Haista Gäng (Dan Põldroos) is a severely alcoholic 30-year old son of Uno. He wears a worn-out wifebeater and boxers, is a chain-smoker and drinks strong beer. He was also briefly adopted by Zorro against his own wishes.

Laar (Mart Laar) (Meelis Adamson) is a women's hairdresser and the Prime Minister of Estonia. Although he’s a fascist, Zorro and Uno still consider him to be a dear friend. He is very timid to the point of being a sissy and rarely able to stand up for himself. He was constantly henpecked, abused and degraded by his wife and mother-in-law until him refusing to put up with it anymore and escaping to France with Zorro’s aid.

Ämm / The Mother-in-Law (Maali) (Dan Põldroos) is a sadistic old lady who, after coming to live with her daughter, Maie, harasses Laars. After Mart leaves the household, she keeps tormenting Maie daily. She almost always wants sex, and she constantly eats soup from a bowl.

Rullnokad Pets ja Aiku (Peeter Kelk and Aivar Sõnajalg) (Jan Uuspõld and Dan Põldroos) are local youngsters working in the car scrapyard. They're fairly unintelligent, even though either one may have occasional moments of wisdom and clarity. They love visiting nightclubs, drinking heavily and racing around in whatever cars they could afford. Aiku was also castrated by Uno’s tapeworm whom Zorro accidentally flushed, causing the former to attack everyone who happened to go to the toilet.

Dr. Liiv (Anti Liiv) (Martin Padar) is a prominent psychiatrist and the village elder of Haabersti. Though professionally talented, he is extremely corrupt and likes going to bordellos and drinking moonshine with Zorro, Uno and Laar.
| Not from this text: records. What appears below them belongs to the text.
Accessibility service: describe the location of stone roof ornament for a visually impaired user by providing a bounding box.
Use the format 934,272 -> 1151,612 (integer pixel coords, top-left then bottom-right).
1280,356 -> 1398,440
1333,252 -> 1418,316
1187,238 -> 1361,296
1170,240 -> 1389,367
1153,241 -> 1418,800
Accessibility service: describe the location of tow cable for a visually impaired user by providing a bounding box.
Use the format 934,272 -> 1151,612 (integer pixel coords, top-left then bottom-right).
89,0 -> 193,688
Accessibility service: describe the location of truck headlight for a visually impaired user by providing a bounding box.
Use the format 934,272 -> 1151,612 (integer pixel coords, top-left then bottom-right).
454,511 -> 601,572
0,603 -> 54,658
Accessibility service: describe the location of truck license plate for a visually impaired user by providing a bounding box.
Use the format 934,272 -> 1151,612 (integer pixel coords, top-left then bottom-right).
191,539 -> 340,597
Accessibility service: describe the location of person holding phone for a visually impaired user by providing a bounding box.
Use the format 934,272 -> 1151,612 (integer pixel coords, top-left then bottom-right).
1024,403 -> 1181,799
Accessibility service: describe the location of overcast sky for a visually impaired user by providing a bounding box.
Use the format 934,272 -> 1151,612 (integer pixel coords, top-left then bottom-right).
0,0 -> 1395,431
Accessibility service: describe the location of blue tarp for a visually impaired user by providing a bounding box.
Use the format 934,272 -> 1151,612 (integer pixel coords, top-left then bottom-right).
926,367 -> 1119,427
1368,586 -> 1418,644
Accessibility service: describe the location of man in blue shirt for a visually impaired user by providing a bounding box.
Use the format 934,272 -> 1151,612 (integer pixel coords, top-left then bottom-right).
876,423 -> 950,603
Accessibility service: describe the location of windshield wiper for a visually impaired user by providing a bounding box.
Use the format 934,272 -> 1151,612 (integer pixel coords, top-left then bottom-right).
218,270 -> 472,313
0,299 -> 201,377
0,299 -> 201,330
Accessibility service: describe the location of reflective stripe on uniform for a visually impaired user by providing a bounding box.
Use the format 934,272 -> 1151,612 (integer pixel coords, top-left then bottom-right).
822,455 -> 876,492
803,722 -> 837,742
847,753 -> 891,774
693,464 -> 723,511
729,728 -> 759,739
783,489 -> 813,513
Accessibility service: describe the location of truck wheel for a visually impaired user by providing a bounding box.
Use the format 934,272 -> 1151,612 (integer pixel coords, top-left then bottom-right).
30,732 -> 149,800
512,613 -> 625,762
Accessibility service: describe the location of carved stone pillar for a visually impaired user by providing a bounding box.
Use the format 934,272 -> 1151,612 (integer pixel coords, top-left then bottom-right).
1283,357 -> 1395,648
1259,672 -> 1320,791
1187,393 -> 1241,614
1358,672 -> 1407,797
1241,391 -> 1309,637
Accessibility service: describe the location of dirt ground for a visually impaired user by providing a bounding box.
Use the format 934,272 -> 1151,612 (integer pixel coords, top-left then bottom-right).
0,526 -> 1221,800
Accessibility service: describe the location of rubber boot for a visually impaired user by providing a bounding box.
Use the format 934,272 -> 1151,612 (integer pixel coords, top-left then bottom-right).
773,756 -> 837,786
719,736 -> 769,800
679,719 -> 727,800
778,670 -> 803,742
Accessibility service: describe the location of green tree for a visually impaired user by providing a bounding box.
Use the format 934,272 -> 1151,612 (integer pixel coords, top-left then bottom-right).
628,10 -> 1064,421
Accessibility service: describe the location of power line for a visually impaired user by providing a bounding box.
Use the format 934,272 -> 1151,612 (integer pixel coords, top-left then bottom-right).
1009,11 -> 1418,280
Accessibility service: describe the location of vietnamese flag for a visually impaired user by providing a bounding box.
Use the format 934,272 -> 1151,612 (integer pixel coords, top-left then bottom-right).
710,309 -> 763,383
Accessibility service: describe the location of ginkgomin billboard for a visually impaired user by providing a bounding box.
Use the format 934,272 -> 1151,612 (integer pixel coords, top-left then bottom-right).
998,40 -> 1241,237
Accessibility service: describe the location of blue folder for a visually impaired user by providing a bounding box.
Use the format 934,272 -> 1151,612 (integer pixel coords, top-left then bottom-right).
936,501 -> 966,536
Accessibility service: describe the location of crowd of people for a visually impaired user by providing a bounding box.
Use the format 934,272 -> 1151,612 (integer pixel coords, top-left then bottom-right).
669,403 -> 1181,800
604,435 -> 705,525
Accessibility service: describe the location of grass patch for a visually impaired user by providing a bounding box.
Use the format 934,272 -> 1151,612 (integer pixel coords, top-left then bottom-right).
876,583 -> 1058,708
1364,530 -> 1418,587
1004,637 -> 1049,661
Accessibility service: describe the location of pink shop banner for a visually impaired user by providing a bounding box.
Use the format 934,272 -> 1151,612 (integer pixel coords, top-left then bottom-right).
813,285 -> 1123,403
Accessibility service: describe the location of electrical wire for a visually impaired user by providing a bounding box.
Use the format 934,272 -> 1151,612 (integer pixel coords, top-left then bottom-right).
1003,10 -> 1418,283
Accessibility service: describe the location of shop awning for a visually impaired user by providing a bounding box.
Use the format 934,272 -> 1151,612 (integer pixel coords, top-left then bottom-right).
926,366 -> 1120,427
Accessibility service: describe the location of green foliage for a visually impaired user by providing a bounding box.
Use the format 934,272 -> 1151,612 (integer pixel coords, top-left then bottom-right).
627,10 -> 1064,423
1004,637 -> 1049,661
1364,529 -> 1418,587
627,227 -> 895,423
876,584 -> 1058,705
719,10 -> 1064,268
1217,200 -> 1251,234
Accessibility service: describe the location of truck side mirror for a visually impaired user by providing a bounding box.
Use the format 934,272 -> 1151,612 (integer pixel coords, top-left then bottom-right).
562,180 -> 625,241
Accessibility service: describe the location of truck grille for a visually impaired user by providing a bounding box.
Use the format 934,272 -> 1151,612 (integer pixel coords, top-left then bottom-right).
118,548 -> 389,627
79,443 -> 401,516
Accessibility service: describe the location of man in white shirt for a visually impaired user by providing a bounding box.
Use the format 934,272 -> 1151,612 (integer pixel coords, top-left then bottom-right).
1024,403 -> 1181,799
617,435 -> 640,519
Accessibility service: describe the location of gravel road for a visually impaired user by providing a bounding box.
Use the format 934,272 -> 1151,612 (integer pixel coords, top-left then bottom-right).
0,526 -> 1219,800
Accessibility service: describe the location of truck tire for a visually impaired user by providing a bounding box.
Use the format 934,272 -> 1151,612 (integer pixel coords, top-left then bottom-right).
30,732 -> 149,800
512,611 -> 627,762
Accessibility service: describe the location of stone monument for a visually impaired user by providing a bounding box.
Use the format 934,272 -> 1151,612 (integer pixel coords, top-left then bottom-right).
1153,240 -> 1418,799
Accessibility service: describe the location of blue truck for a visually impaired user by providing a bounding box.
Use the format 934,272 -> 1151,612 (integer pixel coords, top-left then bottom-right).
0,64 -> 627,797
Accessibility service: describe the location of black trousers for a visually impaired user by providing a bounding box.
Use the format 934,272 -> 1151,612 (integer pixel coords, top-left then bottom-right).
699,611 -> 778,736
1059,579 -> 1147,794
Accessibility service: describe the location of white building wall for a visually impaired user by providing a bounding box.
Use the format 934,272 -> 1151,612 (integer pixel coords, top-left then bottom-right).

Koomik Eints / Eints the Comedian (Eino Baskin) (Dan Põldroos) is an old school comedian who quotes Arkadi Raikin and wears winter clothing even during summer. He talks with a horrible rasp in his voice.

Viki (Viktro King) (Jan Uuspõld) is a television figure and a former classmate of Uuno Nisu. He is almost always drunk.

Feeliks Raudjalg (Dan Põldroos) is a molester who fakes that he is crippled. He pretends to be a proud Estonian freedom fighter, when he was really a spy for the KGB.

Mürka ja Mürka perse / Mürka and Ass of Mürka (Jan Uuspõld and Dan Põldroos) is the ass of renowned Estonian basketball star Martin Müürsepp. It tends to have a life of its own and sometimes escapes from its owner.

Inspektor Kukeke (Valdek Kukeke) (Dan Põldroos) is a corrupt, incompetent police. He gets his information on crimes from TV, because "newspapers are too expensive".